Friday, September 3, 2010

Brainstorm#3

How many people do you know who live on a dead end street? I sometimes wonder if the person who coined that phrase, Dead End Street, actually lived on a dead end street. Our house, if you could see it through all the trees, rested at the very end of such an artery.

Visiting a dead end street would be like visiting the dead at the cemetery. For those unaware, such houses cast their own entity – like a foul stench. Some days I feel my house alive as if the walls were collapsing upon themselves or moving inward on me like a vice. Sometimes I would feel that I was born to die in that dreadful place. It was drab, gloomy and stunk of mildew in the mornings.

It was a dump. The street we lived on was a dump. Normal folks never lived in a dump. Normal folks have gardens in their back yards, friendly neighbors, and fine plate settings. Normal folks would have brightly colored walls, a pool in the back and, yes, an embroidered framed cloth with the words, Home Sweet Home, near a sunlit window.
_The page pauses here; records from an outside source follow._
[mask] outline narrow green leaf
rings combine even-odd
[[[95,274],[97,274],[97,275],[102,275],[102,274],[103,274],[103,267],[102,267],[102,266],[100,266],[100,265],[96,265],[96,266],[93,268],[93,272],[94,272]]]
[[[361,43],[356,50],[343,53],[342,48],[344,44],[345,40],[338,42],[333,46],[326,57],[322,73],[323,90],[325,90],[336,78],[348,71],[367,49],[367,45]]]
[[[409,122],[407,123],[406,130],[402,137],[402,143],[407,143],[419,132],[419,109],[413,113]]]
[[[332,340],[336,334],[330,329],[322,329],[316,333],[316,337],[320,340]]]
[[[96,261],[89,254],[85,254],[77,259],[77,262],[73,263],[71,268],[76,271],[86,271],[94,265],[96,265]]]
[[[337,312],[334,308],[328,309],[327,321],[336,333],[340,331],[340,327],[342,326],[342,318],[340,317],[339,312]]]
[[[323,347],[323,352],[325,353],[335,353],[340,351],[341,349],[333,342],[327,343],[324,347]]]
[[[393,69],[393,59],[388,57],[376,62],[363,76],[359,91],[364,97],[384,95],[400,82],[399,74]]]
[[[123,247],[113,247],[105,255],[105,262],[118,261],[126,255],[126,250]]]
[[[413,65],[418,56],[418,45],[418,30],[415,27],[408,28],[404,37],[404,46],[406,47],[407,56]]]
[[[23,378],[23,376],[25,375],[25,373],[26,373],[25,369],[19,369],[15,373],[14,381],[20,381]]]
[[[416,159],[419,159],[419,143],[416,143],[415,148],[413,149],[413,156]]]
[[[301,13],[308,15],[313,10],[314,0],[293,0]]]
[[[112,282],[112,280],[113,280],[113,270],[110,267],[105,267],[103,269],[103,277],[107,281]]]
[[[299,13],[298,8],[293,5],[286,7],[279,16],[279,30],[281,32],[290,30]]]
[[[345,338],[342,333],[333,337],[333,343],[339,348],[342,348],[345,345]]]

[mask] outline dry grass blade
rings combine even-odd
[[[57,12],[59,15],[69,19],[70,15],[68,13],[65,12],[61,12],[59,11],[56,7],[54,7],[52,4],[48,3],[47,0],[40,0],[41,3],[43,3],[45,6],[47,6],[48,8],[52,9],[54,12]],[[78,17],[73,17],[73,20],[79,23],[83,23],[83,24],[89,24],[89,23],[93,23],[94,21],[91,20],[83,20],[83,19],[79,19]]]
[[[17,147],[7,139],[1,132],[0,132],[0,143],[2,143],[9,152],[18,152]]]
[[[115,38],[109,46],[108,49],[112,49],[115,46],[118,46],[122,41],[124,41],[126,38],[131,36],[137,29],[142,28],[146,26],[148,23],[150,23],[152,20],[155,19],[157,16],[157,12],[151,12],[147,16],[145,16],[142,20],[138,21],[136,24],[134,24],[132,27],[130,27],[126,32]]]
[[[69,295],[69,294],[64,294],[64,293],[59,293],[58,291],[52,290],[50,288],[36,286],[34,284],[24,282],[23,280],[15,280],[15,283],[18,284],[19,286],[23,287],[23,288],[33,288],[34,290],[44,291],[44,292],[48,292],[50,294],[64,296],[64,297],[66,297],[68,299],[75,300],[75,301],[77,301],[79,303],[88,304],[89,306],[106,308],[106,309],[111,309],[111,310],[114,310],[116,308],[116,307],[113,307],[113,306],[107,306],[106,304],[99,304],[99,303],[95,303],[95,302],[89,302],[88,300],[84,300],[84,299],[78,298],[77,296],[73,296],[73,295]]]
But oh no, nothing like that in my dump. Did I tell you that in my dump not a single picture frame hung on our walls? Not one lousy frame! Dump Bitter Dump would be the words defining our house.

Now If a solicitor would come calling, our listless Fred would hardly bring alarm to such a daring cretin. Fred would simply amble up to our back fence, give you a long, lazy look-over, and then retreat back into the shadows.